Both of the above effects could mean that weaker proposals from high-esteem institutions are more likely to obtain funding, thus dragging down their institutions’ net efficiency.
Some reasons are about potential problems within the high-esteem institutions:
- overcommitment of big hitters – In many institutions a relatively small number of academics are responsible for a large proportion of grant funding. This may lead to some projects not getting suitable levels of supervision/management.
- surface veneer of well-written grant applications – The collective knowledge and critical mass within a research-intensive institution may mean that a fundamentally less good ideas may be written in ways that appear to be stronger, leading to better funding success of lower quality research.

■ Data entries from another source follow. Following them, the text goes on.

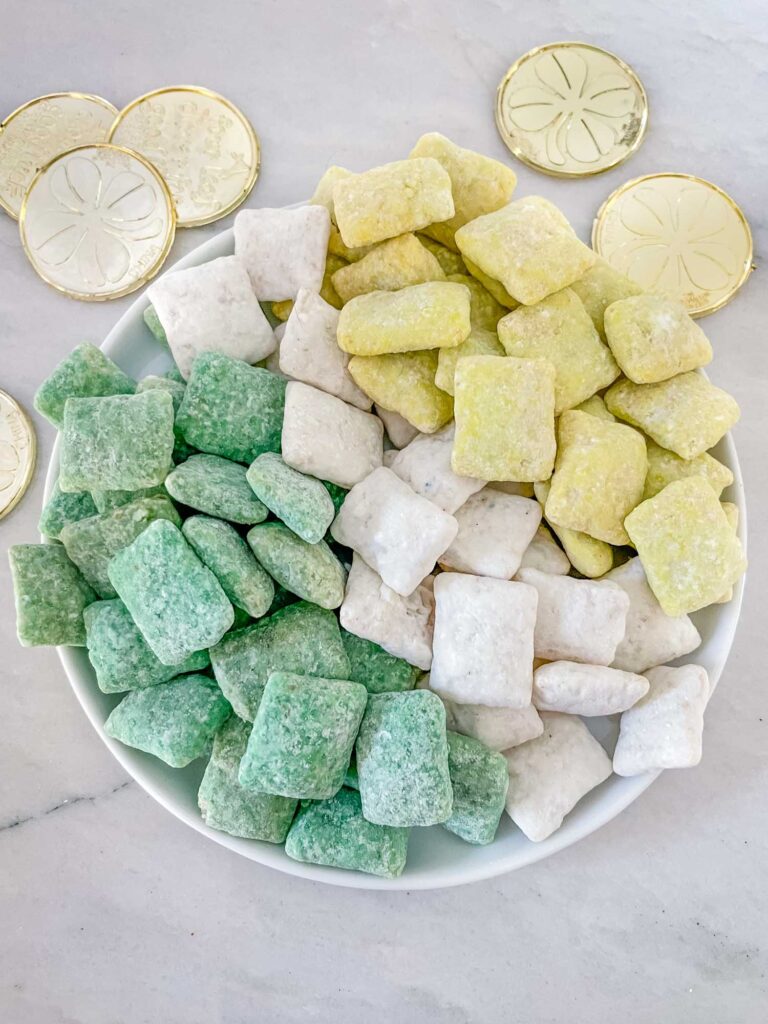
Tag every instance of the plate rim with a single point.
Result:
(273, 856)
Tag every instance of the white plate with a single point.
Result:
(436, 858)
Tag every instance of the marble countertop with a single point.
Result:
(115, 912)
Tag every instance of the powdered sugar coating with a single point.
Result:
(211, 308)
(549, 775)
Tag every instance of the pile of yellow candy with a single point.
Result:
(459, 303)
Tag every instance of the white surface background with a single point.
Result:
(114, 912)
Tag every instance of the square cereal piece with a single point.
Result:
(402, 626)
(425, 466)
(86, 373)
(225, 805)
(118, 442)
(334, 833)
(377, 671)
(300, 638)
(545, 555)
(590, 557)
(50, 596)
(653, 338)
(479, 342)
(387, 267)
(480, 779)
(664, 467)
(483, 640)
(505, 418)
(399, 534)
(404, 196)
(497, 728)
(61, 509)
(686, 546)
(326, 437)
(216, 486)
(308, 350)
(404, 383)
(528, 246)
(176, 390)
(212, 308)
(302, 736)
(599, 476)
(399, 431)
(549, 775)
(664, 730)
(230, 409)
(478, 183)
(651, 637)
(283, 250)
(310, 570)
(600, 287)
(558, 329)
(92, 543)
(301, 502)
(174, 721)
(402, 760)
(686, 414)
(434, 314)
(176, 602)
(495, 530)
(221, 548)
(120, 655)
(586, 689)
(577, 620)
(450, 261)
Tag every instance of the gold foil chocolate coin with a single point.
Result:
(571, 110)
(32, 135)
(97, 222)
(17, 451)
(202, 144)
(677, 235)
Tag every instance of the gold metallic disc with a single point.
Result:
(17, 451)
(202, 144)
(97, 222)
(571, 110)
(37, 132)
(677, 235)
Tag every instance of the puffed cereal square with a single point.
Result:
(599, 476)
(686, 546)
(505, 418)
(528, 246)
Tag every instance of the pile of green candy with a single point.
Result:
(198, 569)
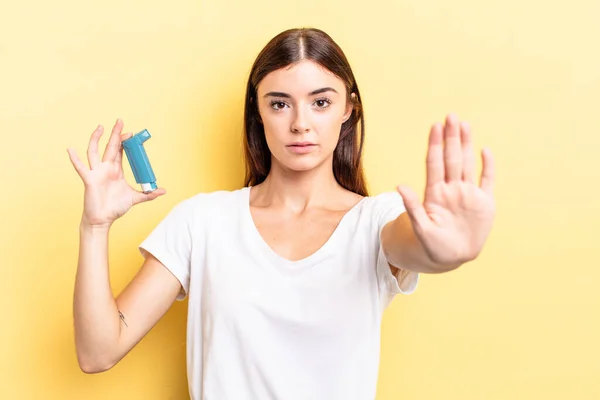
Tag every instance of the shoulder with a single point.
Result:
(385, 205)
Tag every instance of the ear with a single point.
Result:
(349, 107)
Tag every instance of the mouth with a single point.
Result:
(302, 147)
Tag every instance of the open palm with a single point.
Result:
(456, 215)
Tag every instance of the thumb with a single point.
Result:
(413, 206)
(142, 197)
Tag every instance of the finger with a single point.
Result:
(414, 208)
(143, 197)
(468, 155)
(112, 147)
(488, 173)
(93, 157)
(77, 163)
(452, 149)
(435, 156)
(119, 157)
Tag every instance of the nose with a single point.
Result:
(300, 122)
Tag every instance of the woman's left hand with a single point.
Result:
(455, 218)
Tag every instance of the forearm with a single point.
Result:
(97, 322)
(403, 249)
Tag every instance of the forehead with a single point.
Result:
(300, 79)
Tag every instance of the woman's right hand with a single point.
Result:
(107, 195)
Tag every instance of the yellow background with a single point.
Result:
(521, 322)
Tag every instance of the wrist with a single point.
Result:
(86, 227)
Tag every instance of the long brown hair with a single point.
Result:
(289, 47)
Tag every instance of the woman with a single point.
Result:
(288, 276)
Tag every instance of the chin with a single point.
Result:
(300, 164)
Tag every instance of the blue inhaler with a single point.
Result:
(138, 160)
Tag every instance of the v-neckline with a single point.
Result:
(275, 257)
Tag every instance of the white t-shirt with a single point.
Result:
(263, 327)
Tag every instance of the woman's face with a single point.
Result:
(302, 108)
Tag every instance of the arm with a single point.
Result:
(451, 226)
(402, 247)
(102, 336)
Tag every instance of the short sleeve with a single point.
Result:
(171, 243)
(389, 206)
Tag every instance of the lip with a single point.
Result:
(302, 147)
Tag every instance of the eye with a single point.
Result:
(278, 105)
(322, 103)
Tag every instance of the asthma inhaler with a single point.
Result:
(138, 160)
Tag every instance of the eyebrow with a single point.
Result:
(318, 91)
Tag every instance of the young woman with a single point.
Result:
(288, 276)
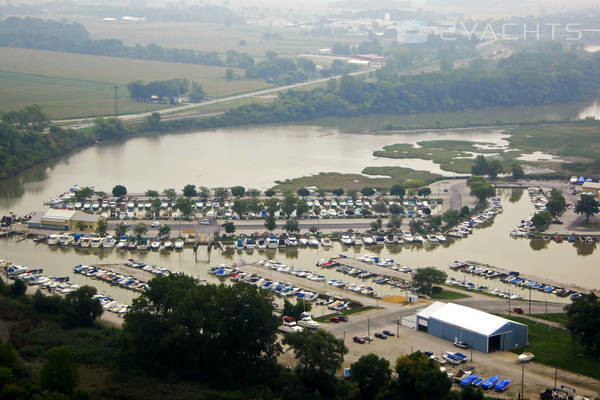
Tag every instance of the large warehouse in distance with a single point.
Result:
(482, 331)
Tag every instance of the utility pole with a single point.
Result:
(116, 101)
(522, 381)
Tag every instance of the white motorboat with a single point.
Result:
(96, 242)
(249, 243)
(526, 357)
(109, 242)
(289, 326)
(306, 321)
(52, 239)
(346, 240)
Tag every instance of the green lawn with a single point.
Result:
(553, 346)
(448, 295)
(560, 318)
(76, 85)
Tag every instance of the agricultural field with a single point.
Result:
(75, 85)
(211, 37)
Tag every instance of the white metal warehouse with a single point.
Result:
(480, 330)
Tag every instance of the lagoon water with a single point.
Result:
(257, 157)
(561, 262)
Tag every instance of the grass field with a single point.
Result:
(76, 85)
(553, 346)
(333, 180)
(448, 295)
(559, 318)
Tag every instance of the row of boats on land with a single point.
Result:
(512, 277)
(109, 242)
(56, 285)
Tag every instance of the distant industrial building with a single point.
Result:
(64, 220)
(481, 331)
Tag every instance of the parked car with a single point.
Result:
(358, 340)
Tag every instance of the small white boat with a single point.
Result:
(179, 244)
(52, 239)
(96, 242)
(526, 357)
(306, 321)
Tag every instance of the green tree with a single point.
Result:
(377, 224)
(81, 308)
(190, 190)
(425, 278)
(303, 192)
(517, 172)
(556, 204)
(164, 230)
(272, 205)
(289, 204)
(270, 223)
(155, 206)
(120, 229)
(295, 310)
(372, 374)
(101, 227)
(480, 167)
(587, 205)
(419, 378)
(398, 190)
(238, 191)
(584, 321)
(59, 372)
(494, 168)
(424, 192)
(395, 209)
(140, 229)
(319, 352)
(301, 208)
(173, 329)
(451, 218)
(240, 206)
(170, 194)
(184, 204)
(84, 193)
(367, 191)
(229, 227)
(541, 220)
(291, 225)
(394, 222)
(119, 191)
(380, 207)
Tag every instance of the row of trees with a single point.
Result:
(169, 89)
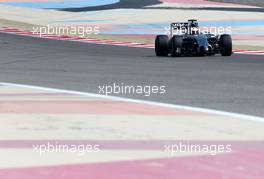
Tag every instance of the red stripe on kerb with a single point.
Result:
(238, 165)
(88, 107)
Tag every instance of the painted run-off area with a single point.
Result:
(131, 135)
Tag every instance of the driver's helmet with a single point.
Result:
(194, 28)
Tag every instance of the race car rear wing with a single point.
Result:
(183, 26)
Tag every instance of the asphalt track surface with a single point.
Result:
(142, 4)
(233, 84)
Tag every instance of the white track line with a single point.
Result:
(210, 111)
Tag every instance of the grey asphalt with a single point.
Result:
(234, 84)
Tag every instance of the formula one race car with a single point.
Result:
(190, 42)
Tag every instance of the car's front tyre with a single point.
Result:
(225, 45)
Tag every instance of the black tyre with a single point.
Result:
(162, 45)
(176, 46)
(225, 45)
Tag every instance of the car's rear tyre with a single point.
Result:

Others relate to strengths within the lower-esteem institutions:
- greater staff selection – Teaching intensive institutions with small numbers of research active staff have often made stronger distinctions between staff types, offering research active staff lower teaching and admin loads. While this must be set against higher overall loads, this could still be a net benefit. Of course, given changes in submission criteria post REF 2014, there are increasing numbers of teaching-only staff across the entire university sector.
- targeted support –Many universities have targeted internal funding and research support services. It is hard to compare the total volume of these, but where the university as a whole has a smaller number of research active staff accessing these internal funds and services, so there might be a higher net service level.
- greater expectations – Where external funding, especially ‘cherished’ sources, is rare even small grants are seen as special and often lead to outcomes well out of proportion to the monies received.
- greater investigator input – Because funding levels are lower, this may mean that there is a greater proportion of investigator/academic time (whether or not properly costed!) dedicated to each pound of grant funding; the obverse of ‘overcommitment of big hitters’!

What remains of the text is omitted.